SIA Engineering Company (SIAEC) has posted an operating profit of S$198.4m ($146.1m) for the first quarter of the 2016-17 financial year, a year-on-year increase of S$157.1m ($115.7m).
In results for the three months up to June 30, the MRO arm of Singapore Airlines said it gained a total of S$178m ($131.1m) from divestment activity.
S$141.6m ($104.2m) was gained from the divestment of its 10 per cent stake in Hong Kong Aero Engine Services (HAESL) to Rolls-Royce and HAECO.

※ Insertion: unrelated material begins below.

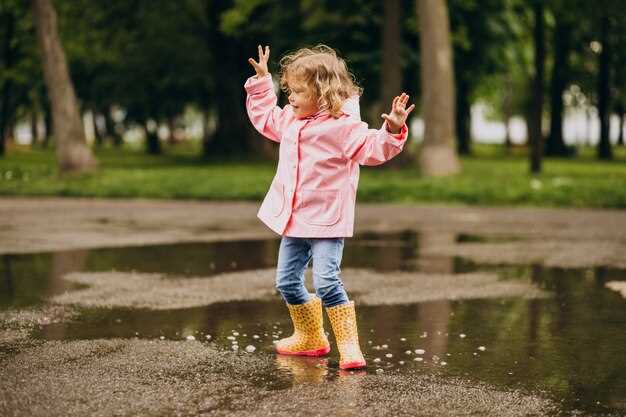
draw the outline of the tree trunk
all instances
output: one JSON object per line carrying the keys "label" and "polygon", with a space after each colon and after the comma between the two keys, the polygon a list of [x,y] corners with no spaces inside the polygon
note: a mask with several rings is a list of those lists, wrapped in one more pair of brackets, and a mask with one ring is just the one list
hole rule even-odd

In addition, SIAEC also received a one-off dividend of S$36.4m ($26.8m) from HAESL following the firm’s divestment of its 20 per cent stake in Singapore Aero Engine Services to Rolls-Royce Singapore.
However, overall revenues decreased by S$5.7m ($4.1m) to $271.6m ($200m) for the quarter, which SIAEC attributed to a drop in fleet management income.
SIAEC added that this was mitigated by increased revenues from line maintenance, airframe and component overhaul work.
Looking forward, SIAEC revealed it will continue to invest in capabilities for new-generation aircraft, technologies targeting better customer fleet efficiency and reliability and the formation of more strategic partnerships.